The Importance of Independent Valuations
Regardless of whether you hold wines directly in your own name or via a fund, they should be valued at regular intervals. You should receive a report after valuations, and any valuations should be conducted by an independent party. This ensures transparency throughout the process and puts your mind at rest that you are receiving up-to-date and reliable information on pricing.
Stay Up-to-Date with Costs
Any costs relating to your wine investment should be transparent right from the start of the investment process. While it is your responsibility to be aware of all costs, dealing with reputable firms will ensure you have easy access to any information you require. If your investments are not being managed efficiently, this could have a negative impact on your returns. You should also be aware of outside factors that might influence your costs and potential returns. The Financial Times, for example, highlights the impact of the UK’s EU referendum vote in June 2016, explaining that the referendum outcome saw the value of many wine holdings fall for British investors.
Choose the Right Wines to Iinvest in
Only wines that have sufficient liquidity or adequate supply and demand are worth investing in if you want to minimise your exposure to risk. You can research the wine market in a number of ways, including checking out the wares of reputable online wine merchants in Northern Ireland, such as http://thewinecompanyni.com/.

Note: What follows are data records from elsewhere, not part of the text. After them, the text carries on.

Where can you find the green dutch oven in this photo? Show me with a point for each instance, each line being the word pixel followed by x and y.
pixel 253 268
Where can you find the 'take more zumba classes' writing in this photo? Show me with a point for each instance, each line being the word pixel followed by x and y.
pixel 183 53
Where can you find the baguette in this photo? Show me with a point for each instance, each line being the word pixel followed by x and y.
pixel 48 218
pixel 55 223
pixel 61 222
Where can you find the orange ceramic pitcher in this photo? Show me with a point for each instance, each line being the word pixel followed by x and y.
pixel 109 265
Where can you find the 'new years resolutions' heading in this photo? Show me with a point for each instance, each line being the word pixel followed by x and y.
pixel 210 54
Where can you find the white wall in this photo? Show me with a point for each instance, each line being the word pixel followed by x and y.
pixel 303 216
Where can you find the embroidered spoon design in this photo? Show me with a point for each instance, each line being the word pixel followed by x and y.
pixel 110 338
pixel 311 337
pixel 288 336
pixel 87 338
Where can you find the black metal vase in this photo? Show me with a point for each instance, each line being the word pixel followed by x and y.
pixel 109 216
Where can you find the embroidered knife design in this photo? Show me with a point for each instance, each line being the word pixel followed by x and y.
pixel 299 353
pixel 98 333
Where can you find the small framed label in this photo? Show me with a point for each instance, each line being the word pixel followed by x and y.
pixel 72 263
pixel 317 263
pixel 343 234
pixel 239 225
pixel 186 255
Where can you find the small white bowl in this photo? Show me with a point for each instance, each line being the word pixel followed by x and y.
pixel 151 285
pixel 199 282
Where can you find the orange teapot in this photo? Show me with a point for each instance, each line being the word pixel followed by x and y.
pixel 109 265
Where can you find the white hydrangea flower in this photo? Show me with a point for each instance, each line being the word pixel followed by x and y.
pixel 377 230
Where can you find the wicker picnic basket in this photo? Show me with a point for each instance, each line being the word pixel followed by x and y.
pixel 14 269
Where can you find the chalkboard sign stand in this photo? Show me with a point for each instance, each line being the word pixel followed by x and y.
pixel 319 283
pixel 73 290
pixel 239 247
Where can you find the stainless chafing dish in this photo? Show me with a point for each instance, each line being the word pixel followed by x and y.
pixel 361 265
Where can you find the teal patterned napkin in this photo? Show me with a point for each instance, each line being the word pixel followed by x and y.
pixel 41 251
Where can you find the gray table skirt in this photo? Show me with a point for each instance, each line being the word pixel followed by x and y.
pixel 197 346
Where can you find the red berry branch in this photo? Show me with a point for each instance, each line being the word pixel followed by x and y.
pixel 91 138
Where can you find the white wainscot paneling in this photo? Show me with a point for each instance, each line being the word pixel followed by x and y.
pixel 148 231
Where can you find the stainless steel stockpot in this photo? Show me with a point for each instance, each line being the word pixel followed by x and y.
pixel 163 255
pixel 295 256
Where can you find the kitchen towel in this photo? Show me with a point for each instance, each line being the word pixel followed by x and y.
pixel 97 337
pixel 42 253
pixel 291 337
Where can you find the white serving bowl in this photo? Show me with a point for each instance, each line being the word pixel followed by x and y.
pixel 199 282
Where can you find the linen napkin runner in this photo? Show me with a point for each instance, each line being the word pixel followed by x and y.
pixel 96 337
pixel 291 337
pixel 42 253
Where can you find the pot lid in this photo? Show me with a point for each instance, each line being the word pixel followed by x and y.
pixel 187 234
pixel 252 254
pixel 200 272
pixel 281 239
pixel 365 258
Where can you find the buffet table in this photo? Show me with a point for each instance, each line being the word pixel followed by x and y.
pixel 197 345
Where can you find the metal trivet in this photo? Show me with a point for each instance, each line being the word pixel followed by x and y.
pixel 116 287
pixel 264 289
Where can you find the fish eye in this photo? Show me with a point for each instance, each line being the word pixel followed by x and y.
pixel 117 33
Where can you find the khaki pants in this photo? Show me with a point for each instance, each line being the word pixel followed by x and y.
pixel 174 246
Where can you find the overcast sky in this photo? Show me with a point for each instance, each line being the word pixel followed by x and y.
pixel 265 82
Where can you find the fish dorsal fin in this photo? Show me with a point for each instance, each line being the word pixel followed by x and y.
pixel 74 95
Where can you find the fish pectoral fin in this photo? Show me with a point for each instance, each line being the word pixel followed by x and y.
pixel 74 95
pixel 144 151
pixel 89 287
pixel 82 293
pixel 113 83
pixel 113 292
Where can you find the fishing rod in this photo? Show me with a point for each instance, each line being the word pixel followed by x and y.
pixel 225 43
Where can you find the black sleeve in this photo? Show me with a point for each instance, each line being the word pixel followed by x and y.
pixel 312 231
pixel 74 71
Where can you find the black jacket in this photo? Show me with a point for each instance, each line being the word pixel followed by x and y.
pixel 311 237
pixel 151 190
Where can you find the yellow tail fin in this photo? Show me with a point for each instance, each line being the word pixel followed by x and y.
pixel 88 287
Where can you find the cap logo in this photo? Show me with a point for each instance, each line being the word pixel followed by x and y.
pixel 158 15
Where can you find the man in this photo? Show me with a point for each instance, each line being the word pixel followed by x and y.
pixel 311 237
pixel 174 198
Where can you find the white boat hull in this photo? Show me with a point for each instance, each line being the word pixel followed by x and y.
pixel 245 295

No matter how much research you undertake or how careful you are, accidents can still happen. Loss, theft or damage of assets can occur, so it’s vital all wines are insured at a suitable replacement value. You should be aware of who is insuring your investment wine, and how much the cover is worth.
Be Aware of Tax Obligations
While wine investments are regarded as “wasting assets” because they have a life expectancy of lower than 50 years, they are only exempt from capital gains tax (CGT) if certain requirements are met. The investment structure will have an impact, and wine investments are only free of CGT in conditions such as the investment structure being a limited partnership.